I want to write down what our group has learned in our final project for the Computational Photography course. We wanted to explore how to capture a 360° environment map in real world and use that to perform image-based lighting in Maya. We tried two approaches, the mirror ball unwrapping approach and the panorama stitching approach. I will mainly talk about the panorama-based approach since that is what I worked on.
I mainly followed the slides and problem sets in MIT's 6.815 Digital Computation Photography course to implement the auto-stitching part. The auto-stitching consists of several stages to produce high quality corresponding feature point pairs between two images. It mainly consists of 4 stages: corner detection, descriptor creation, correspondence search and RANSAC.

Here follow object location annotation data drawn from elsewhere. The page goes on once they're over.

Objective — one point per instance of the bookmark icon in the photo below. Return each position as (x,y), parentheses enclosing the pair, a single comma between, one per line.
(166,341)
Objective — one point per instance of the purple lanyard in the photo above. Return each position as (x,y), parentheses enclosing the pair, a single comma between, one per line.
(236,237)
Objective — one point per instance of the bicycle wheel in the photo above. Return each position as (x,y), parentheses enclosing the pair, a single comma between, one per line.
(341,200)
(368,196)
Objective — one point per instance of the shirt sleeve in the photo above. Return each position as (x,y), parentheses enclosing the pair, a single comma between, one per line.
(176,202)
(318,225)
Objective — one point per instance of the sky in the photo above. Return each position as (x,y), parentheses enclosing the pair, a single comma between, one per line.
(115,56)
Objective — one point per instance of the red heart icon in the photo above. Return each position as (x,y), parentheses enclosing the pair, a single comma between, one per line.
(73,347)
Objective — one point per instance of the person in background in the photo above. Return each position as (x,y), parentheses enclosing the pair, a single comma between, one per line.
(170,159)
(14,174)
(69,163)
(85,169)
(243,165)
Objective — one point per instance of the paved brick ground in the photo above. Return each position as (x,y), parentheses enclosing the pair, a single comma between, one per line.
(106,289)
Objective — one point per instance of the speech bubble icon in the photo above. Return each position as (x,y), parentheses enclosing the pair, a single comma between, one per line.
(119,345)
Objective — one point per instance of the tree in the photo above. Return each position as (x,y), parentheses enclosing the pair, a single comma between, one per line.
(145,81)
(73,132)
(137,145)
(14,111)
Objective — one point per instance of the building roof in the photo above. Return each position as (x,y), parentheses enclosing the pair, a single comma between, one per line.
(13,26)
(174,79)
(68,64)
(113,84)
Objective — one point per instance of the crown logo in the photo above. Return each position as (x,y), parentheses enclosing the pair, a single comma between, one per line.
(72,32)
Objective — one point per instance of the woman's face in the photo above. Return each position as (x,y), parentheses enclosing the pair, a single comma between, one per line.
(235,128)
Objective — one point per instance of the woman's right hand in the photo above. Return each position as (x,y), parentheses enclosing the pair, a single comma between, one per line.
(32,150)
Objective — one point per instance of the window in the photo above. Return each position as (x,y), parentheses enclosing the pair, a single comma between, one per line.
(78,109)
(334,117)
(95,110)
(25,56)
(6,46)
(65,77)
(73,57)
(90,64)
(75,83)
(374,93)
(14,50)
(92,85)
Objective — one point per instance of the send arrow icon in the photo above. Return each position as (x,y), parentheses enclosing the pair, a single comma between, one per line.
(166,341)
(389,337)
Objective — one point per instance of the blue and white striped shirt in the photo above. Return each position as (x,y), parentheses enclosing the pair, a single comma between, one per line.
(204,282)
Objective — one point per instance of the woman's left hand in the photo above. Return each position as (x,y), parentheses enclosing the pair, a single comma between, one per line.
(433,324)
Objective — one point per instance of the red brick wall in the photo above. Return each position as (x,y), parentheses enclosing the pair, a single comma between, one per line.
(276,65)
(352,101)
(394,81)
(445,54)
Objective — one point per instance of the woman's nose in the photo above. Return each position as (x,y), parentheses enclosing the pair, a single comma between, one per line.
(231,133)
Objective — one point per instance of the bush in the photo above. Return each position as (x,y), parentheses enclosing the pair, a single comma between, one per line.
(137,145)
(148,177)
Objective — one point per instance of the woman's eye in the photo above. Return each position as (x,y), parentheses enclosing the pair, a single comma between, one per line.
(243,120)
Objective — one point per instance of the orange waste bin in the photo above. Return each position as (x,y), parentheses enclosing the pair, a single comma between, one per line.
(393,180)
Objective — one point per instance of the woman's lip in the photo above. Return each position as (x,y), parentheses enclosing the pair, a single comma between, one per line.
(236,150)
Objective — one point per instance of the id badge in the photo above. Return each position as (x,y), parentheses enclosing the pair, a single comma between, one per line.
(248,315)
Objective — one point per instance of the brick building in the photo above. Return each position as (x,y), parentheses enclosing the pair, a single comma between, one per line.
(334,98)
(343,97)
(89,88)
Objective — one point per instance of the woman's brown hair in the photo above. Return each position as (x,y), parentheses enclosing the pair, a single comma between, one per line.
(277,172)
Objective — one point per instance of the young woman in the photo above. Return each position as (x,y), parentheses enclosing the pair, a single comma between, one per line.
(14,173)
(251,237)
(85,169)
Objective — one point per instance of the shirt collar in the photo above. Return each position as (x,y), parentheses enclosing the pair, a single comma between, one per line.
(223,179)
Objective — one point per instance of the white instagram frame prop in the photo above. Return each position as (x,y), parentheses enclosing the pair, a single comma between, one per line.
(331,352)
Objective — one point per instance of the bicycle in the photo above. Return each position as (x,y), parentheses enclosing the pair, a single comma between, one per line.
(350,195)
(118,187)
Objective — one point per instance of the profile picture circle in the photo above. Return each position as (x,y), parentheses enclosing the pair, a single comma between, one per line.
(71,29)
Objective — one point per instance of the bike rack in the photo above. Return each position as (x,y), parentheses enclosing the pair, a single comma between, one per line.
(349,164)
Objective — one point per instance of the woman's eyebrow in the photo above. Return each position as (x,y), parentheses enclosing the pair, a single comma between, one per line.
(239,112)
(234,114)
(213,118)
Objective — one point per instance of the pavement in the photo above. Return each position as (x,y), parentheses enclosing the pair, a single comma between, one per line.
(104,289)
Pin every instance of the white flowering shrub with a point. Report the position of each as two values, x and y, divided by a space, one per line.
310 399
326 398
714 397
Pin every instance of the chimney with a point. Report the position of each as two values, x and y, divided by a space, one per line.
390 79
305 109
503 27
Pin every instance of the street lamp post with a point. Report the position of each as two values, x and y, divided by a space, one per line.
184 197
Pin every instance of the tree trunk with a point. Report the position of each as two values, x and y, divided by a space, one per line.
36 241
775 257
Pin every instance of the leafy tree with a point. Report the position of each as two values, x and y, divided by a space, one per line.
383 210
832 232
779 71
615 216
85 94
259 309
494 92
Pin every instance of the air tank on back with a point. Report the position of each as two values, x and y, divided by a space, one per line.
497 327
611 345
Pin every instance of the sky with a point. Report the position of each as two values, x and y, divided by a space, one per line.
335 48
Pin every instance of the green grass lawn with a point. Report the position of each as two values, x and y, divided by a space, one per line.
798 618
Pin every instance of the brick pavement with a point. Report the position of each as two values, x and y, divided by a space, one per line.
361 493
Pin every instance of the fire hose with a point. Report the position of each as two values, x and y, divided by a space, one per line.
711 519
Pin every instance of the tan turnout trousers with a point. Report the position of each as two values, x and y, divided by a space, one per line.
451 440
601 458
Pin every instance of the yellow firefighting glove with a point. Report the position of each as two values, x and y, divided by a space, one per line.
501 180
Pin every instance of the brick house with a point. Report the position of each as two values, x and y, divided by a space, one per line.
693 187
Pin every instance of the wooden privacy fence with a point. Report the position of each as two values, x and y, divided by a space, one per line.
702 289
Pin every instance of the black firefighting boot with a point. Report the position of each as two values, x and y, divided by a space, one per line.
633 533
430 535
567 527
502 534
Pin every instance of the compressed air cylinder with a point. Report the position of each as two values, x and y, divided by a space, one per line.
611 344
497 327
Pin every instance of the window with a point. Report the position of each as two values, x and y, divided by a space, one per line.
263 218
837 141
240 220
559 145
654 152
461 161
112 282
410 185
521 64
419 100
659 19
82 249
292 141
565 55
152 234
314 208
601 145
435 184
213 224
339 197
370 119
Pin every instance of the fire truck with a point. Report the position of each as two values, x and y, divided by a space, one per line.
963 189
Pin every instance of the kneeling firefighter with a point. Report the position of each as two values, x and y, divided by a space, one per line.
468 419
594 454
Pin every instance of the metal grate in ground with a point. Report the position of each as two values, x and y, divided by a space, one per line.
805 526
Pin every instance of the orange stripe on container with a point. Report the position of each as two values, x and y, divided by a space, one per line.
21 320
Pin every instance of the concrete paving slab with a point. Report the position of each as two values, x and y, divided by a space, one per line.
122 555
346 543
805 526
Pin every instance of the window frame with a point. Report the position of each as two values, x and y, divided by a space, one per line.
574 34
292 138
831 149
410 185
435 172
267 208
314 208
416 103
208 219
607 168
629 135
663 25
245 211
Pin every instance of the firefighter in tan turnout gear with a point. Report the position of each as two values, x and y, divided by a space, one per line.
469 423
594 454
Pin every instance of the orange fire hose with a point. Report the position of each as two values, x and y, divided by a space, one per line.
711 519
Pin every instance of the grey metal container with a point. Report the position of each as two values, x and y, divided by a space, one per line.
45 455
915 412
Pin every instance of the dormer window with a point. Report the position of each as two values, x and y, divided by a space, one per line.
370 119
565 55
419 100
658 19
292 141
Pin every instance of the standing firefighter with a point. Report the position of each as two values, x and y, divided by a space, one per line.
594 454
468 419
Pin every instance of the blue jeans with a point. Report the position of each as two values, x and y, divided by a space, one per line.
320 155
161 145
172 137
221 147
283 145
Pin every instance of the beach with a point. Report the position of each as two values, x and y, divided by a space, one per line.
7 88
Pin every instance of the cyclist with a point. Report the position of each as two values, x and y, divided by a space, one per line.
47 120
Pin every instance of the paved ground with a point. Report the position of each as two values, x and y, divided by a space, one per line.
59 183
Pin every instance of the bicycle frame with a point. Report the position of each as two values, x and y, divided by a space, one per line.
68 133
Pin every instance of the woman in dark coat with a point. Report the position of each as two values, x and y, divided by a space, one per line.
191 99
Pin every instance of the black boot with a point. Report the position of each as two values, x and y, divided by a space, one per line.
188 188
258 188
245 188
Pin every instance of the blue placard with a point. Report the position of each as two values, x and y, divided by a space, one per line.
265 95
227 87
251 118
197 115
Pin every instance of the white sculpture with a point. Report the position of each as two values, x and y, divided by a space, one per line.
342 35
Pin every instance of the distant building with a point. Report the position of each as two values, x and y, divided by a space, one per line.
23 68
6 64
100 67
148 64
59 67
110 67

In the first stage, we use the Harris Corner Detector to produce the feature points, which involves find structure tensors, calculating responses and find the local maximums of the responses. We also need a way to describe the neighborhood of a feature point, which is called “descriptors”, to help us measure the similarity of two feature points. We just used a simple patch descriptor, which is just a $k \times k$ patch around a feature point with some gaussian blur and values normalized. After getting the descriptors, we simply used L2 distance to determine how "close" any two descriptor are and kept the descriptor pairs whose distance is under a threshold. We also used the second-best test to filter out too ambiguous matches. Finally, even after the second-best test, usually our descriptor pairs will still contain some outliers. We used RANSAC to filter out these final outliners.
RANSAC is really powerful for eliminating outliners in descriptor matches, as demonstrated in the image below. The green lines shows the inlier matches while the red lines shows the outliner matches. The blue lines shows the matches selected by RANSAC to calculated the final rotation matrix $R$ between the two images.
After being able to stitch two images together with autostitching, we still need to figure out how to compose a full panorama by stitching N images. We can either stitch the images pair by pair locally, or use some global optimization approach. Due to the time constraint, we decided to use the local approach. We found that if you first stitch all pitch angles of a single yaw, then stich images of different yaw angles, you will tend to get much less ghosting in the output image.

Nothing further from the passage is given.